Un avis partagé par les membres du Front commun pour le Congo (FCC), le parti de l’ancien chef de l’Etat Joseph Kabila, à qui Félix Tshisekedi a succédé à la tête du pays. Ancienne figure de l'opposition, ce dernier gouverne la RDC en coalition avec son prédécesseur Kabila, dont les partisans sont majoritaires au Parlement et dans les autres institutions du pays. Aujourd’hui, les relations entre les deux hommes sont apparemment assez tendues. "Le président congolais (…) poursuit son bras de fer avec le FCC (…), à qui il attribue le blocage de plusieurs de ses initiatives", rapporte Jeune Afrique.

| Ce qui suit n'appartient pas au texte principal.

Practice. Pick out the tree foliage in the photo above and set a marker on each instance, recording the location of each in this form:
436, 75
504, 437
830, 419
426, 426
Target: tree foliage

Pour La Libre Belgique, le général Delphin Kahimbi était l’"un des symboles du pouvoir qu’exerce toujours le clan Kabila". Dans un premier temps, il "était demeuré en place malgré le changement de pouvoir et malgré les sanctions" internationales qui le frappaient.

La satisfaction des Etats-Unis

Juste avant sa mort, les Etats-Unis en RDC, soutien affiché de Félix Tshisekedi, avaient publiquement salué la destitution du responsable militaire par un tweet de leur nouvel ambassadeur dans le pays, Mike Hammer.

("Comme nous l'avons toujours dit : ceux qui sont corrompus, commettent des violations des droits de l'Homme ou perturbent le processus démocratique, devraient rendre des comptes.")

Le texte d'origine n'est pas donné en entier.